Teaching At West Virginia
   After graduating from the University of Miami, Arnone went to Boise, Idaho where she played principal in the Boise Philharmonic for four seasons and taught at Boise State University and Idaho State University in Pocatello. In 2006 she took the position of Assistant Professor of Flute at West Virginia University, where she has a private studio of both undergraduate and graduate students.
   “I believe that students have to get the mechanics down because this leads to freedom. I did it backwards when I was a student. I focused on the music first, and then later I finally accepted that my technique was a liability. If I had myself as a young student, I would probably think that she is just not ready to see the light and accept that this is the path that has to be taken to find success. Now I can truly understand my own teachers’ dilemmas! It is sad to hear a student play the repertoire’s largest and most important works without musical awareness and technical development united.”
   For students who might not be ready to accept a program that includes diligent work on preparing the basics, Arnone has subtle ways of helping them into the process. “Sometimes, if they are really serious, I think the best thing to help those students is to surround them with their peers from other places or have them go to festivals so they can see what’s out there.
   “Having a strong technical foundation is just the start, however. I try to give my students direction in finding their musical personalities and let them know that everyone is distinctly different. Through music they should learn how to solve problems and about themselves, instead of focusing on meeting a required level or others’ expectations.
   “Without getting too philosophical, my concern for students today is that they seem too focused on pursuing a degree in order to get a job and not on enriching themselves. Certainly paying the bills is critical, but I feel students are often missing the point of what we do as musicians.
   “I try to ask students leading questions to solve problems at lessons. I don’t believe in giving them the answers. I want them to walk me through it. In their practice they should have a game plan instead of going through random acts of seeing what will happen when they practice. One way I do this is by having them write private, on-line journals on Blackboard [an online virtual classroom supported by various academic institutions] that I review. Weekly, I write a question that they have to address in written form. For example, I might use the prompt: ‘If I play with the metronome on off-beats instead of on the beat, I feel this helps me notice…”

Introducing Students to Teaching
   “I try to keep my students interested in the flute by having lots of activities for the studio. We have different topics in weekly studio classes; I have them teach each other. It is informative for me too, to see them in action. Last year, for example, everyone was assigned two lyrical etudes to prepare and one to teach. Prior to the class, I hadn’t worked on them with anyone. They had to analyze and figure out what should be addressed and write a lesson plan. It was interesting to watch them teach and respond to each other. I also encourage students to transfer what they are learning in their music education classes to their flute playing, and then to connect all classes in the music curriculum. It should all come back in one happy circle.”

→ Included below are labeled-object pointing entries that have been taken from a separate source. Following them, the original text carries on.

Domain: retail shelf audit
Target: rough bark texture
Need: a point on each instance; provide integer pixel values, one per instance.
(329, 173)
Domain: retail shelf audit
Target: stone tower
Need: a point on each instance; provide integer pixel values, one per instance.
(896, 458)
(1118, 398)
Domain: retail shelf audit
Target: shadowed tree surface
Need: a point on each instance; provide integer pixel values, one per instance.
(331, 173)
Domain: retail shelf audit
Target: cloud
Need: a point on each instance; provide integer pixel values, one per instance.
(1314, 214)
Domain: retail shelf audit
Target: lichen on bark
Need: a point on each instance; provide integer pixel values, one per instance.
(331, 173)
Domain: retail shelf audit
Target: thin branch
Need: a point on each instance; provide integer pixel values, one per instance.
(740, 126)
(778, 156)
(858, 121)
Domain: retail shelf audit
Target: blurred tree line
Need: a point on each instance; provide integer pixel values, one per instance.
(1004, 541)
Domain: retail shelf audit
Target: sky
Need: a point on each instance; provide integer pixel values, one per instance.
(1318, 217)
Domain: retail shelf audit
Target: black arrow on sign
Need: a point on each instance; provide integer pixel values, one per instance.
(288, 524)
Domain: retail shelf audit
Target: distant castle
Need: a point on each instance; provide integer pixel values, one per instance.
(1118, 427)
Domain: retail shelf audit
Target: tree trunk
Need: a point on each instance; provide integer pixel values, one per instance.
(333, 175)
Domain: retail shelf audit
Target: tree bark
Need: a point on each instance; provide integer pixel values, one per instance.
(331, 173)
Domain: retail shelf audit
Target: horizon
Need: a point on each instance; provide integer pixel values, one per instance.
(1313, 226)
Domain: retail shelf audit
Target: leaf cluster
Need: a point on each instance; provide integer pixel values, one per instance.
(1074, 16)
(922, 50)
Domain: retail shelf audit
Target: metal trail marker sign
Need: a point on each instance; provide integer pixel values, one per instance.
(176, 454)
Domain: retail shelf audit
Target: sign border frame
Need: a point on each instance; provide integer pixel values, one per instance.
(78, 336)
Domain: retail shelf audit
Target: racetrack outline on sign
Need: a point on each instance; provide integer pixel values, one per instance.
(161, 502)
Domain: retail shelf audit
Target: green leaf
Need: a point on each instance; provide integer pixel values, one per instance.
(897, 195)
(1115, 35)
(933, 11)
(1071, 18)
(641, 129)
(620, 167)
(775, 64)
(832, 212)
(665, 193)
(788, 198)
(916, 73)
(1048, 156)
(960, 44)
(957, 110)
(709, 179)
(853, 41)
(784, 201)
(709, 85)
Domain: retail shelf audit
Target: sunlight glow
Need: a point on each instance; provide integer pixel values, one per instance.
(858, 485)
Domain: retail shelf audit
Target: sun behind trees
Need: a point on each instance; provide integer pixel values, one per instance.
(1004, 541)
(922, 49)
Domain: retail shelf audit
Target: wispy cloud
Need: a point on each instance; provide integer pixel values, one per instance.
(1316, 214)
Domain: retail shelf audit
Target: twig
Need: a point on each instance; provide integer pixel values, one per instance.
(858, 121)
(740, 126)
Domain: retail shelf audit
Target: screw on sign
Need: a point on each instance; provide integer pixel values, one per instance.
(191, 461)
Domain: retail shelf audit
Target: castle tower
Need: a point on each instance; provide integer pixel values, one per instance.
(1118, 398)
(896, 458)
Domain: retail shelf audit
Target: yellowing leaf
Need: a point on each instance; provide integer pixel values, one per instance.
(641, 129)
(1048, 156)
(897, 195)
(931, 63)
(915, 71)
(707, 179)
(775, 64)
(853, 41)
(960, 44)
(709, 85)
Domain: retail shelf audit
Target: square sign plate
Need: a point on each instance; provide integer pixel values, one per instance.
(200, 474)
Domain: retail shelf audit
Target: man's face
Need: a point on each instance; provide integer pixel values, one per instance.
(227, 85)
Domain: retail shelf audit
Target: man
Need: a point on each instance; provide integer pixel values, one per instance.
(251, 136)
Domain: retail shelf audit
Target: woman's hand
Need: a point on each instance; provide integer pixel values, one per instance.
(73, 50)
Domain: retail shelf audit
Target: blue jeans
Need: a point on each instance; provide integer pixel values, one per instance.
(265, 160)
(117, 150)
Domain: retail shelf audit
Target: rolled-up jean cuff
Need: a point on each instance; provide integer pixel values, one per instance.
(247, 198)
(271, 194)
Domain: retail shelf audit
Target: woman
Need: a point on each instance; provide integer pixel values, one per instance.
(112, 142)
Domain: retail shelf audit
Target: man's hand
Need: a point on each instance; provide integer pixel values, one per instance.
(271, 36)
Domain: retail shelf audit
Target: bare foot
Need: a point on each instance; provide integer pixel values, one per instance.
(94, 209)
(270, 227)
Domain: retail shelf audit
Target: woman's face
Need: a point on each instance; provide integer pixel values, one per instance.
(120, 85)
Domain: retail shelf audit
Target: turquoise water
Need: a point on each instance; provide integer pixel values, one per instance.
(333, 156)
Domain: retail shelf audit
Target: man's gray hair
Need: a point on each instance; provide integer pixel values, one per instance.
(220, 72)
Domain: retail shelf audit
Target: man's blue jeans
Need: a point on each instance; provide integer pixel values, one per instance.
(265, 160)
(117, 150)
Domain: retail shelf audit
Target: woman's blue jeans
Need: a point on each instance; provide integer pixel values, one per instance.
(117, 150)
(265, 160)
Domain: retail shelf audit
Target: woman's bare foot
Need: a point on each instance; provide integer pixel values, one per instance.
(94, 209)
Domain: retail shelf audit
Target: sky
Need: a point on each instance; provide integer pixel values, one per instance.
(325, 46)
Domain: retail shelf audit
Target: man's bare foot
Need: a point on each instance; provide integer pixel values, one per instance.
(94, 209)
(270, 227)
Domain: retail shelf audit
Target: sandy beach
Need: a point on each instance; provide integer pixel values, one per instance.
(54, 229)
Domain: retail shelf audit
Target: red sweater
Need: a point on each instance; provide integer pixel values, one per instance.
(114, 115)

   Students working with Arnone also have the opportunity to work at the high school flute camp that Arnone started in 2007. “At the camp, my students teach alongside me. It’s a lot of work for them, but it is so satisfying to see the studio come together and grow in this way. I try to make sure my students have plenty of opportunities. I believe that anyone who is a music major will be teaching in some capacity, so it is just smart to have them doing that in their college years.”
   Each summer, Arnone invites noted guest artists to work with her students. Trevor Wye and Julia Bogorad-Kogan were visiting instructors over the past several summers. Masterclass artists during the school year have included Walfrid Kujala, Bernie Goldberg, Lorna McGhee, Aaron Goldman, and Jennifer Connor. “It was really fascinating to have Julia come back to do a seminar. It was very satisfying for me to see her work with my students. I think my students could see where I inherited a lot of my ideas, especially my tone-based ideas of having a more open sound. ‘Drop the jaw’ and ‘air in the cheeks’ have always been hot buttons for some people.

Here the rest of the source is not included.